A coupled flow, geomechanical and heat transfer model for the potential
injection zone and surrounding formations has been developed. All the modeling
focuses on a single well performance and considers induced fracturing for both
isothermal and thermal injection conditions. The induced thermal effects of CO2
injection on stresses, displacements, fracture pressure and propagation are
investigated. Possibility of shear failure in the caprock resulting from heat
transfer between reservoir and the overburden layers is also examined.
Displacements will be smaller for the thermal model compared to isothermal
model. In the thermal case, the total minimum stress at the wellbore decreases
with time and falls below the injection pressure quite early during injection.
Therefore, fracturing occurs at considerably lower pressure for the thermal
model. The coupled thermal and dynamic fracture model shows that thermal
effects of injection could increase the speed of fracture propagation in the
storage layer depending on the injection rate. These phenomena are dependent
primarily on the difference between the injection and reservoir
temperature.
An optimization algorithm for injection temperature is discussed based on
limiting the maximum fracture length and minimizing the risk of leakage from
thermal effects of CO2 storage while improving the injection capacity.

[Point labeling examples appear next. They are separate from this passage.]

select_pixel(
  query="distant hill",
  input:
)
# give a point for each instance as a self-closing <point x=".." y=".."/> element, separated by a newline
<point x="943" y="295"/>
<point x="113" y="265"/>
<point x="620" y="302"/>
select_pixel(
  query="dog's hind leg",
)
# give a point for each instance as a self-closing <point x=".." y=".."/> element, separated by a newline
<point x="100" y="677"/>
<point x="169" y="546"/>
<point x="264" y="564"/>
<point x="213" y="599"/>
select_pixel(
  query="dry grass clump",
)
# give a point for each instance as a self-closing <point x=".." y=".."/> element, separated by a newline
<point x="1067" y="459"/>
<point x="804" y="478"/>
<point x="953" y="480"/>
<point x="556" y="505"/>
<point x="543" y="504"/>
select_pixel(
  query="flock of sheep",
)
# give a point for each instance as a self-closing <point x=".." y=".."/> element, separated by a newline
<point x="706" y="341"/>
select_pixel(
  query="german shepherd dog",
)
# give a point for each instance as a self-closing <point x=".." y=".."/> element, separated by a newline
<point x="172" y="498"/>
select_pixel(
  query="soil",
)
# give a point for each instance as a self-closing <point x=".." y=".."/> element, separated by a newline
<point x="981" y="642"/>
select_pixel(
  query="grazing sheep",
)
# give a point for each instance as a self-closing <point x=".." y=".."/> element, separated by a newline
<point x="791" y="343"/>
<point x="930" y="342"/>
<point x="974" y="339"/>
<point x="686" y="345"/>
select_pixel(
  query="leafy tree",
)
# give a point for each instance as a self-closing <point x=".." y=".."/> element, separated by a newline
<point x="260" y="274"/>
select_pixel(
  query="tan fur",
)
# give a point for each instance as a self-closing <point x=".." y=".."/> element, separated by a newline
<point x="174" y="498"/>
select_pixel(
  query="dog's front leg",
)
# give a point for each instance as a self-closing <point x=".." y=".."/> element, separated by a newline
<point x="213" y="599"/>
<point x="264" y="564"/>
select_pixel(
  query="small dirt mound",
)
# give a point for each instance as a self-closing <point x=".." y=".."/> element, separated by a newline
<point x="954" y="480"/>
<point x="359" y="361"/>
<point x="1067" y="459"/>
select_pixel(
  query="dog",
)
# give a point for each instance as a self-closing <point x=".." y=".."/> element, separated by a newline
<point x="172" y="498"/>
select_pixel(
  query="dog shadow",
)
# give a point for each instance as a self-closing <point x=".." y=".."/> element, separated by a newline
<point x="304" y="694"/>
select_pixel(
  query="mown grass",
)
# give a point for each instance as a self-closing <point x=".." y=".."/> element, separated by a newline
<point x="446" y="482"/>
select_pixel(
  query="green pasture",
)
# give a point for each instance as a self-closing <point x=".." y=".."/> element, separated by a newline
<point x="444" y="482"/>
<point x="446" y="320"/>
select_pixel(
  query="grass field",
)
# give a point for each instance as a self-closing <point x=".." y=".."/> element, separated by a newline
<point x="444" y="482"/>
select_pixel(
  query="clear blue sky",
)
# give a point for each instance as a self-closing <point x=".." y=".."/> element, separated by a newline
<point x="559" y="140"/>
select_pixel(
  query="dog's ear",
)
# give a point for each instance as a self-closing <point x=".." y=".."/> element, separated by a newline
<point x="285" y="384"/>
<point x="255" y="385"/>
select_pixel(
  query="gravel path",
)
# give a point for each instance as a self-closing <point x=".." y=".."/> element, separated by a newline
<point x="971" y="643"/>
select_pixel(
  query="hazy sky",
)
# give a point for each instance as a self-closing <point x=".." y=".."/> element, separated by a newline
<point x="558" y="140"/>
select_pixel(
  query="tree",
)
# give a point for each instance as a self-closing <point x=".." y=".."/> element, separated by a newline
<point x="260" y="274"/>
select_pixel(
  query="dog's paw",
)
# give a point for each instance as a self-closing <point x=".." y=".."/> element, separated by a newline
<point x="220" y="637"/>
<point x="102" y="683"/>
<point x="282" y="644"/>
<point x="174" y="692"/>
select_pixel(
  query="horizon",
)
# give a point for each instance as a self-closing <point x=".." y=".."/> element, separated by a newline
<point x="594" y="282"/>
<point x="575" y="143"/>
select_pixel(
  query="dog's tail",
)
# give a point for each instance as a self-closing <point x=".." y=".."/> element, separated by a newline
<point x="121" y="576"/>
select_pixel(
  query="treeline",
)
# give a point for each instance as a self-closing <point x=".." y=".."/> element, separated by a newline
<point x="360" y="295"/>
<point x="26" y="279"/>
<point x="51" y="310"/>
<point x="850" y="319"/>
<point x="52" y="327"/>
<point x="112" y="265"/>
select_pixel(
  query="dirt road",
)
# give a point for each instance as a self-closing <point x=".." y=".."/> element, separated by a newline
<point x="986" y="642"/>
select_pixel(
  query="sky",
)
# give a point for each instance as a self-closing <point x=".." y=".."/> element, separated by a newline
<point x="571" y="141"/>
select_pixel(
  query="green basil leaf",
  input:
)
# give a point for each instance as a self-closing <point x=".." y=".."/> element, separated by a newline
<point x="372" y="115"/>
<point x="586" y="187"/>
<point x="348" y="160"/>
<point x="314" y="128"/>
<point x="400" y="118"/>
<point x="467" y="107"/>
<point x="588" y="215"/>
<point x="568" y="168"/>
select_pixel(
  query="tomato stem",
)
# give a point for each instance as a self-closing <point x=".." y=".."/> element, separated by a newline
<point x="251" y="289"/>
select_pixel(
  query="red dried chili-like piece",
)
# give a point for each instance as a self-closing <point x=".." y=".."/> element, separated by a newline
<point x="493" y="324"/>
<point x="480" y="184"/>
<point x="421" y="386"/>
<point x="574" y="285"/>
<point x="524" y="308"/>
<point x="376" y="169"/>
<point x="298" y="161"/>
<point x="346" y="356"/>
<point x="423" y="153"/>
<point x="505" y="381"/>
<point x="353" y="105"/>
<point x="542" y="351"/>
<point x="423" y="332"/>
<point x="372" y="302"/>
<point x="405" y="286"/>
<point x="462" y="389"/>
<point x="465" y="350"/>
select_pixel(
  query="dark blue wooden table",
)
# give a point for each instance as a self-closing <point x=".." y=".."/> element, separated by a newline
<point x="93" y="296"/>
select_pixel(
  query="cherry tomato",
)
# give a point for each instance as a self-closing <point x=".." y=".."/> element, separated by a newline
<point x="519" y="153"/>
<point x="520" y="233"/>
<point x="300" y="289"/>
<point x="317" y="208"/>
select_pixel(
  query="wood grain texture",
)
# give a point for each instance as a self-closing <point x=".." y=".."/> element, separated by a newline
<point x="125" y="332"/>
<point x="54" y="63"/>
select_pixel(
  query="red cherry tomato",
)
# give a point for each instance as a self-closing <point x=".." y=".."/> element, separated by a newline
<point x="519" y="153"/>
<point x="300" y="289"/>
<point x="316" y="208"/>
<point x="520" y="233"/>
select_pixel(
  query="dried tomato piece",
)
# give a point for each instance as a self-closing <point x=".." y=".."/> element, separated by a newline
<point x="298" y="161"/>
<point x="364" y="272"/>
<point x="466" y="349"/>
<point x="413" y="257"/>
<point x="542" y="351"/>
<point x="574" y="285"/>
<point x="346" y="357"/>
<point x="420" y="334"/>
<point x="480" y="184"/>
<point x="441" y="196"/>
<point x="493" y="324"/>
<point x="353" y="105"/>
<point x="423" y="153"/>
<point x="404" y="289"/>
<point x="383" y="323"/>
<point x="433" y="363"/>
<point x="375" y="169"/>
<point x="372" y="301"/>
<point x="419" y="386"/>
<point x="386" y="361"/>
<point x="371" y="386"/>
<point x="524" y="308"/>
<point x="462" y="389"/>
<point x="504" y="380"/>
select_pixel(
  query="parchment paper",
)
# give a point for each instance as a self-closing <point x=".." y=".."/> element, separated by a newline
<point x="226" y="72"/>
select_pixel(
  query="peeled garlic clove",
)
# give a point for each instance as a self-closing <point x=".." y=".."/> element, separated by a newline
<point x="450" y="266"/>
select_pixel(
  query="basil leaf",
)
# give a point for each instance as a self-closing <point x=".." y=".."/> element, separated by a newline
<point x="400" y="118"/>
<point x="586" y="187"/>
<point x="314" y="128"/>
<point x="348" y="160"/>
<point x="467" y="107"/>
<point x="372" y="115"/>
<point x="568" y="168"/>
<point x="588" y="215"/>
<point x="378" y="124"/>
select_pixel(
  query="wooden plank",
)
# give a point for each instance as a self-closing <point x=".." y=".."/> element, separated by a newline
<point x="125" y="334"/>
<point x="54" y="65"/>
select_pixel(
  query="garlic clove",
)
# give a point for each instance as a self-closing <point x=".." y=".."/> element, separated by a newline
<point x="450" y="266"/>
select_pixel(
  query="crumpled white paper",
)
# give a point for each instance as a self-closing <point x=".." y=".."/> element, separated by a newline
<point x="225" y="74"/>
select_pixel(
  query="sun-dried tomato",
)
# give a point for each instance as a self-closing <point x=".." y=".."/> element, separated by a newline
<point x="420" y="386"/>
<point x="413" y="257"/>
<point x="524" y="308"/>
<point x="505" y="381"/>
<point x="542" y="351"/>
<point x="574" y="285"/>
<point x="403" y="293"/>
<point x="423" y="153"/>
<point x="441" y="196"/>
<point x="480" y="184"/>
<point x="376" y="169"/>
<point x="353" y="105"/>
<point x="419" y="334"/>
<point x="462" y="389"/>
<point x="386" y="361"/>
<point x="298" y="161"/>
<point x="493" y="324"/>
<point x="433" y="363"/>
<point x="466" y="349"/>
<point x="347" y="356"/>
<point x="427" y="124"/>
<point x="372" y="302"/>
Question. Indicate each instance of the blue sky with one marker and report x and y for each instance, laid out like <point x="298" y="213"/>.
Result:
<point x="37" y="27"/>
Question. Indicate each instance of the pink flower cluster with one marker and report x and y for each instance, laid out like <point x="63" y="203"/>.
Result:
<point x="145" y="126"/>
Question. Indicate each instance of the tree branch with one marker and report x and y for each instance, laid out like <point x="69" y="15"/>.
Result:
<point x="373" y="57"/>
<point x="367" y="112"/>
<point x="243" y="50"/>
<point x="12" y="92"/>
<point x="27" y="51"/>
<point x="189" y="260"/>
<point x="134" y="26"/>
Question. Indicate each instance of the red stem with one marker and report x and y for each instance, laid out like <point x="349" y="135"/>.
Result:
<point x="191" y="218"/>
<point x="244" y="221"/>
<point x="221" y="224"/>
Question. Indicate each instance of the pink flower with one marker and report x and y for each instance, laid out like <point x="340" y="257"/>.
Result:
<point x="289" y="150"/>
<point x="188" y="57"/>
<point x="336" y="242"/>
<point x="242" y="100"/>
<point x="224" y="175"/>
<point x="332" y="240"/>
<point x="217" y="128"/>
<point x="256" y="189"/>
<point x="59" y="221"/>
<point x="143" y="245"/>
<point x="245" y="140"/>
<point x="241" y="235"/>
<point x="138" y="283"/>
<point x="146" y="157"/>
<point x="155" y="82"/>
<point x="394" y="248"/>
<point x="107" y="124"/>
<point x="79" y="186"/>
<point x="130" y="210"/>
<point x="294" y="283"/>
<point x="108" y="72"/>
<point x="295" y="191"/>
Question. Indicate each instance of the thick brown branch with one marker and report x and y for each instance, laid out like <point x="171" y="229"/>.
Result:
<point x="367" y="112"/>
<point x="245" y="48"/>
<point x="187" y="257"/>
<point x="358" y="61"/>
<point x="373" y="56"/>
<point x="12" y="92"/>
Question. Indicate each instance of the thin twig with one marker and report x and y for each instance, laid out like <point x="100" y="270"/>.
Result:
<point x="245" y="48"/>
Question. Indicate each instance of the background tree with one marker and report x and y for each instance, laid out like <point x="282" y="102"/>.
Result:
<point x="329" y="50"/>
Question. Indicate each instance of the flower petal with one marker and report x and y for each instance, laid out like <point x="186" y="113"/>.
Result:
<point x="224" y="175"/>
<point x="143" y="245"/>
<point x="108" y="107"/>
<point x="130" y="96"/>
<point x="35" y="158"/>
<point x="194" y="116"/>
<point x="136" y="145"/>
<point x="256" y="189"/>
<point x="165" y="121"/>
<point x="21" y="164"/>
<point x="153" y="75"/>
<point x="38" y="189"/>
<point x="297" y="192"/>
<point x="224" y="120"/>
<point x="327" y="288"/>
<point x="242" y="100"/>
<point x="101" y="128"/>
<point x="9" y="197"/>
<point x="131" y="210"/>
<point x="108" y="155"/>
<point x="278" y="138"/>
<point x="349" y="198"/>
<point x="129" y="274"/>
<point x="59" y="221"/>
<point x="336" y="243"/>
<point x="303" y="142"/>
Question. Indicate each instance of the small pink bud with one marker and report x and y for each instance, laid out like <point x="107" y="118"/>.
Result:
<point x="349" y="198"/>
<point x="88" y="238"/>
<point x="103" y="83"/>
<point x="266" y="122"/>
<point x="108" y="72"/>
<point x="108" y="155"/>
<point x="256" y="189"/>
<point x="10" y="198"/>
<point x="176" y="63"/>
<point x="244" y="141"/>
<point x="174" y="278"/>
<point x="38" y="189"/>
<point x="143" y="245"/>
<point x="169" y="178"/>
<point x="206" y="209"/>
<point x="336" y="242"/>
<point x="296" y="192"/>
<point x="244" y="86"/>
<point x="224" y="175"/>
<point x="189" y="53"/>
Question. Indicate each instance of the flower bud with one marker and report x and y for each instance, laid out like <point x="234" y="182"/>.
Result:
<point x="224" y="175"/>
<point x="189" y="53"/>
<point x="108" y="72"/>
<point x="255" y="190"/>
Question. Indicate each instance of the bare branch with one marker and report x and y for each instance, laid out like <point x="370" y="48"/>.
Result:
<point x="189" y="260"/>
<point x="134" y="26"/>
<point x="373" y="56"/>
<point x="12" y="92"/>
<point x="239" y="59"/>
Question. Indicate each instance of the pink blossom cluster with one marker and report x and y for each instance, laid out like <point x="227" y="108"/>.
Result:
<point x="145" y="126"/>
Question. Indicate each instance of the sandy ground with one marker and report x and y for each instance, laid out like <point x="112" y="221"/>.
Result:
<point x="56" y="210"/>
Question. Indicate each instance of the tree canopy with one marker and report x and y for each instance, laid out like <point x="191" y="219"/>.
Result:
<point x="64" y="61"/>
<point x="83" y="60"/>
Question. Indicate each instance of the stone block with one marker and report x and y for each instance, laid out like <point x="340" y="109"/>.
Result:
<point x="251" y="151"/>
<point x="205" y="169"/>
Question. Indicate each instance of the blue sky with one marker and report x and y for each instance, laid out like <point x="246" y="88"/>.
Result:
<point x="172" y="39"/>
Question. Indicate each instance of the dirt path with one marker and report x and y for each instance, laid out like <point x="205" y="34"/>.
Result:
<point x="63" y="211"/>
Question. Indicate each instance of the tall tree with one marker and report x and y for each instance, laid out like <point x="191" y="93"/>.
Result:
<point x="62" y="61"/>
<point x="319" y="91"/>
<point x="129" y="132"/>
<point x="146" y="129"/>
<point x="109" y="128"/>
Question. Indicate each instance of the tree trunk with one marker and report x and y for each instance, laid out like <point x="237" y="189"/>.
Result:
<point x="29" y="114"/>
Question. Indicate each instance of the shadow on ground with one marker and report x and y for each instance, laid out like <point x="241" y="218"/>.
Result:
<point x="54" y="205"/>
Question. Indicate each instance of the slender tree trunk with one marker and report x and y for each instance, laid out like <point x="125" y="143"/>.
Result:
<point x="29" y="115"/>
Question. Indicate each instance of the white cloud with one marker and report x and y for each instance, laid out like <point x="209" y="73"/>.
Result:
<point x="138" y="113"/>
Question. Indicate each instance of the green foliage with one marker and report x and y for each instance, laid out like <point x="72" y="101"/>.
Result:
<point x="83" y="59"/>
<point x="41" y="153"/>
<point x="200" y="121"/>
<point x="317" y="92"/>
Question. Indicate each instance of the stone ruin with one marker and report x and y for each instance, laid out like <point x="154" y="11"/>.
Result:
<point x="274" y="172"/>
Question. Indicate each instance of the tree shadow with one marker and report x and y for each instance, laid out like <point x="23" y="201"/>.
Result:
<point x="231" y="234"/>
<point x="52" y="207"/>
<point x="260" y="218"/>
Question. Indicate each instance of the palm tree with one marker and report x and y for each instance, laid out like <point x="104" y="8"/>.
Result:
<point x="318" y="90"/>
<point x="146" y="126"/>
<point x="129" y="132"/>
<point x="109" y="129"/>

Incorporation of thermal effects in modeling of CO2 injection is significant
for understanding the dynamics of induced fracturing in storage operations. Our
work shows that the injection capacity with cold CO2 injection could be
significantly lower than expected, and it may be impractical to avoid induced
fracture development. In risk assessment studies inclusion of the thermal
effects will help prevent the unexpected leakage in storage projects. The
methodology developed will play an important role in process optimization for
maximizing the injection capacity while maintaining the safety of
storage.
Introduction
Ohio River Valley, located adjacent to the Mountaineer power plant in New
Haven, West Virginia, is considered for saline aquifer geological storage of
CO2. This valley is in a relatively stable, intraplate tectonic setting and the
regional stress state is in strike slip to reverse faulting regime with the
maximum stress oriented northeast to east-northeast. (Lucier et al,
2006).
Based on current sequestration pilot projects and enhanced oil recovery
efforts, evidence suggests that geologic sequestration is a technically viable
means to significantly reduce anthropogenic emissions of CO2 (Solomon, 2006;
Preston et al., 2005; Wright, 2007) Once CO2 is injected, the pressure and
temperature of the formation is affected by the mass and heat transfer between
the injected and in place fluid. These changes have geomechanical consequences
on stresses, displacements, fracture pressure and its propagation. Since
injected induced geomechanical effects could lead to formation or reactivation
of fracture network, rock shear failure and fault movements which could
potentially provide pathways for CO2 leakage, geomechanical modeling plays a
very important role in risk assessment of geological storage of CO2.